The representations, warranties and covenants of the Company contained in the Merger Agreement have been made solely for the benefit of Parent and Merger Sub. In addition, such representations, warranties and covenants (a) have been made only for purposes of the Merger Agreement, (b) have been qualified by confidential disclosures made to Parent and Merger Sub in connection with the Merger Agreement, (c) are subject to materiality qualifications contained in the Merger Agreement that may differ from what may be viewed as material by investors and (d) have been included in the Merger Agreement for the purpose of allocating risk among the contracting parties rather than establishing matters as facts. Accordingly, the Merger Agreement is incorporated by reference into this Annual Report on Form 10-K only to provide investors with information regarding the terms of the Merger Agreement, and not to provide investors with any other factual information regarding the Company or its business. Investors should not rely on the representations, warranties and covenants or any descriptions thereof as characterizations of the actual state of facts or condition of the Company or any of its subsidiaries or affiliates. Moreover, information concerning the subject matter of the representations and warranties may have changed after the date of the Merger Agreement and may continue to change in the future, which subsequent information may or may not be fully reflected in the Company’s public disclosures.
Our entry into the Merger Agreement, and our exploration of strategic alternatives generally, involve certain risks and uncertainties, which may, among other things, disrupt our business or adversely impact our revenue, operating results and financial condition. A change of control of the Company without the consent of our Revolver lenders would constitute an event of default under our Revolver and, pursuant to the indenture governing the Senior Notes, a change of control of the Company would require TerraForm Global Operating, LLC, a wholly-owned subsidiary of Global LLC (“Global Operating LLC”), to offer to repurchase its outstanding Senior Notes at 101% of their applicable principal amount, plus accrued and unpaid interest, if any, to the repurchase date. Additionally, the occurrence of such changes may trigger change of control provisions in certain of our PPAs. There can be no assurance that we will be able to complete the Merger, and failure to complete the Merger may adversely impact our business. See “Risks Related to the Brookfield Transaction,” “Risks Related to a Failure to Complete the Brookfield Transaction,” “Risks Related to our Relationship with SunEdison and the SunEdison Bankruptcy” and “Risks Related to our Business” in Item 1A. Risk Factors for additional information.

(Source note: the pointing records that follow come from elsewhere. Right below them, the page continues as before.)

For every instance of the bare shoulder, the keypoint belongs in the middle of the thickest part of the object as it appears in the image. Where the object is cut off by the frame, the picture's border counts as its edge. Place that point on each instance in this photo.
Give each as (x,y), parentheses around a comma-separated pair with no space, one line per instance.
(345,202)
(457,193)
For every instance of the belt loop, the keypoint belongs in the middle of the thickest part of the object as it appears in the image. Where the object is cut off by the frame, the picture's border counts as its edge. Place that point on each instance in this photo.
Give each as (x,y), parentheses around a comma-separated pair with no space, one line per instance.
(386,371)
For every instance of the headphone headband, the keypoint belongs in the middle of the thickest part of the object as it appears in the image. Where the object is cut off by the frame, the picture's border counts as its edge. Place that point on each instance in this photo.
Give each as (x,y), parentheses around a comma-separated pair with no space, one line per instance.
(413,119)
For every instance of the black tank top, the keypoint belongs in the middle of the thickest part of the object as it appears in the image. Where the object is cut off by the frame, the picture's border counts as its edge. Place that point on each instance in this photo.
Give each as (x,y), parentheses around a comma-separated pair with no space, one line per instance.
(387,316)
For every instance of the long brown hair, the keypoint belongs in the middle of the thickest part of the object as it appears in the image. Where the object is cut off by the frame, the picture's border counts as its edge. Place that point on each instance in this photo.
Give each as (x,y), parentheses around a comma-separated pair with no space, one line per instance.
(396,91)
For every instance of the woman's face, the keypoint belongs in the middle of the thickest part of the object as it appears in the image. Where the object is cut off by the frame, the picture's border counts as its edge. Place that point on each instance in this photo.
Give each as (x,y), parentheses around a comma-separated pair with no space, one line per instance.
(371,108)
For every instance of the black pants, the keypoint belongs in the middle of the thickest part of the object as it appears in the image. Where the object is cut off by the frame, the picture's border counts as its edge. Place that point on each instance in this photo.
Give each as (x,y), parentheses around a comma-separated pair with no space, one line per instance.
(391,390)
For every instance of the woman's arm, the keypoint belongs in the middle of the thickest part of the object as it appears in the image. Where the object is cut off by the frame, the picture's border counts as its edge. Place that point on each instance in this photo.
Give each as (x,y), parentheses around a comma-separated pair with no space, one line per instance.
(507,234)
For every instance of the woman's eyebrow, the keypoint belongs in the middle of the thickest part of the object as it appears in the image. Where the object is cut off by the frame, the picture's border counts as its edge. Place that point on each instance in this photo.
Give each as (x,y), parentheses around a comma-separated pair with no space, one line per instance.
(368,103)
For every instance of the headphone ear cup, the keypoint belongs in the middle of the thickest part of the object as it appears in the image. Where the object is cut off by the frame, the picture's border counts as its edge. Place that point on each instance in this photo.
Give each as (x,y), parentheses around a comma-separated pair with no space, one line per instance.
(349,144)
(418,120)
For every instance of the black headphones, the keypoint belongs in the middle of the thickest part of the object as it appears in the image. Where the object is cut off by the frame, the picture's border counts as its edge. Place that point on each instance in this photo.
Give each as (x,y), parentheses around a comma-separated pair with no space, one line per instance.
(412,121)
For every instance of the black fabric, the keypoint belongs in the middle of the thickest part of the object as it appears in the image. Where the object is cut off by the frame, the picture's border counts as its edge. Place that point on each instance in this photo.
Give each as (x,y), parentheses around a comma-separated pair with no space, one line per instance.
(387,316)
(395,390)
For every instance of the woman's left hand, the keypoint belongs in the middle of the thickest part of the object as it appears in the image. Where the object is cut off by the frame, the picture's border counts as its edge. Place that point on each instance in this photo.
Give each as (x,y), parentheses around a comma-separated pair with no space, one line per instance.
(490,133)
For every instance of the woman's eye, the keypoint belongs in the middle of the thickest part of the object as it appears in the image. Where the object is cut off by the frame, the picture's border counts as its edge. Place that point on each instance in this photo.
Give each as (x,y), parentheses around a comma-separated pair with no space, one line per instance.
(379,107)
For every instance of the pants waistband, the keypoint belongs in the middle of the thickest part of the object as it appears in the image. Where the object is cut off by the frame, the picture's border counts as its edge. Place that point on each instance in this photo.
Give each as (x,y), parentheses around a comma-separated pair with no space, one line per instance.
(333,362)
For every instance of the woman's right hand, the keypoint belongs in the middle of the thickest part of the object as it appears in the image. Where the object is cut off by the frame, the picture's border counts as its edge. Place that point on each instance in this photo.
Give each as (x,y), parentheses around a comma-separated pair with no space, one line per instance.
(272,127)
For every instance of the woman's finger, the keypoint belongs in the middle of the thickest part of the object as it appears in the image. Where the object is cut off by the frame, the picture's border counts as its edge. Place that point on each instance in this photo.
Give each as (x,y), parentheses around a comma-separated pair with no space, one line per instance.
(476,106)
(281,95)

The foregoing description of the Merger Agreement and the Voting and Support Agreement does not purport to be complete and is subject to, and qualified in its entirety by, the full text of the Merger Agreement and the Voting and Support Agreement, copies of which were included as Exhibit 2.1 and Exhibit 2.3, respectively, to our Current Report on Form 8-K filed with the SEC on March 7, 2017 and which are incorporated herein by reference. The foregoing description of the Renova Settlement Agreement and the Renova Letter Agreement does not purport to be complete and is subject to, and qualified in its entirety by, the full text of the Renova Settlement Agreement and the Renova Letter Agreement, copies of which were included as Exhibit 10.1 and Exhibit 10.2, respectively, to our Current Report on Form 8-K filed with the SEC on May 30, 2017 and which are incorporated herein by reference.
Except as otherwise noted, the disclosures in this Annual Report on Form 10-K for the fiscal year ended December 31, 2016 discuss our business and operations without considering the impact and consequences of the Brookfield Transaction and reflect the business strategy we expect to pursue in the event the Brookfield Transaction is not consummated.